After decades of wandering in the scientific wilderness, cold fusion may be returning to the land of the acceptable.
It’s been more than 20 years since esteemed researchers Stanley Pons and Martin Fleischmann electrified the world with news that they’d observed low-energy nuclear reactions, or LENR, at the atomic level that generated excess heat, holding out the promise of “cold fusion” that did not require the blast furnace of nuclear fission as part of the energy-creating process.

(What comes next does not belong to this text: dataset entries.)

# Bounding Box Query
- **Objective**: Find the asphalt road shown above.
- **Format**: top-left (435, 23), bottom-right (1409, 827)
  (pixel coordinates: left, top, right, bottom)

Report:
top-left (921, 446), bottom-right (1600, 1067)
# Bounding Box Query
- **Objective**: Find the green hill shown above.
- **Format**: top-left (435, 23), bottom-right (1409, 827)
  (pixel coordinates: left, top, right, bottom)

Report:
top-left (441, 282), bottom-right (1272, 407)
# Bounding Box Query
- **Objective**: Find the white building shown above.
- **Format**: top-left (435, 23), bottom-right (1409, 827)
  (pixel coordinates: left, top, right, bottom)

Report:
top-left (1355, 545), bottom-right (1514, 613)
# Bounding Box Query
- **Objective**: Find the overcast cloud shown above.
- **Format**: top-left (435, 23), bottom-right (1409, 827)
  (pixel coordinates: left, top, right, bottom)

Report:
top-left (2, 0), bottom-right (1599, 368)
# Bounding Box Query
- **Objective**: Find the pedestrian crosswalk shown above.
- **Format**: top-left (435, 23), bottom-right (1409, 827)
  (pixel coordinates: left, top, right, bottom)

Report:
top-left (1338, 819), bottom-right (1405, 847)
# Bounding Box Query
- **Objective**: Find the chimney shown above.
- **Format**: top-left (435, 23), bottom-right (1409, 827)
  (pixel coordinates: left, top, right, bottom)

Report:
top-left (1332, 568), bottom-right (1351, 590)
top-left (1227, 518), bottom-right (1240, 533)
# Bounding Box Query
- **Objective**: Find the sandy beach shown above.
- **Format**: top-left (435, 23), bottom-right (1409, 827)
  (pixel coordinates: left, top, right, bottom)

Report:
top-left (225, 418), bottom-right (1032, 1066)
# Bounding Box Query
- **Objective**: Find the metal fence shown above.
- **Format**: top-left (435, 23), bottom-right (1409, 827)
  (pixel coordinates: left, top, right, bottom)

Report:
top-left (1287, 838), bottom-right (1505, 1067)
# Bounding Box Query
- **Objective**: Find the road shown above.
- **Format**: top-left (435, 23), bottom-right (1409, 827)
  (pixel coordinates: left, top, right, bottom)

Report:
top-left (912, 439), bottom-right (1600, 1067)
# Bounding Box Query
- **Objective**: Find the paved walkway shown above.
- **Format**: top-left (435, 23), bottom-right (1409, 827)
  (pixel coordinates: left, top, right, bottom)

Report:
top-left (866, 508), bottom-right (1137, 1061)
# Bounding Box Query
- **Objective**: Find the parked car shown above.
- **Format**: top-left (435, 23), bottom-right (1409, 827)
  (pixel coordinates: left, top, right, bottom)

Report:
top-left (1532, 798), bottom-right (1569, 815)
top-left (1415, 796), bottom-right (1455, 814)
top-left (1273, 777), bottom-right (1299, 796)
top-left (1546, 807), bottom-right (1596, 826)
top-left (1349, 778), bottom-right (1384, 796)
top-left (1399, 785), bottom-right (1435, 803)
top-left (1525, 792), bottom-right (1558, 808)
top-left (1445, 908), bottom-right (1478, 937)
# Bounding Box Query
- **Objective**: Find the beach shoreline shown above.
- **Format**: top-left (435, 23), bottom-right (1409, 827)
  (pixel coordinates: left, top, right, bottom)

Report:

Cold fusion is, conceivably, a third type of nuclear reaction (after fission and so-called hot fusion) that somehow occurs at relatively low temperatures. When Pons and Fleischmann, two of the world’s leading electrochemists at the time, reported in 1989 that their tabletop, experimental apparatus had produced anomalous heat that could only be explained by some sort of a nuclear process, the race to define or explain cold fusion began. Pons and Flesichmann also reported that they’d observed small amounts of nuclear reaction byproducts.
However, because the Pons-Fleischmann results couldn’t be repeated consistently–and since it was also discovered that they had not, in fact, observed any nuclear reaction byproducts–cold fusion has largely been rejected, and Pons and Fleischmann discredited, by the mainstream scientific community.
While there have been sporadic reports of LENR findings of “excess heat”–basically, that “something happened” that defies explanation–there is still no generally accepted theoretical model of cold fusion.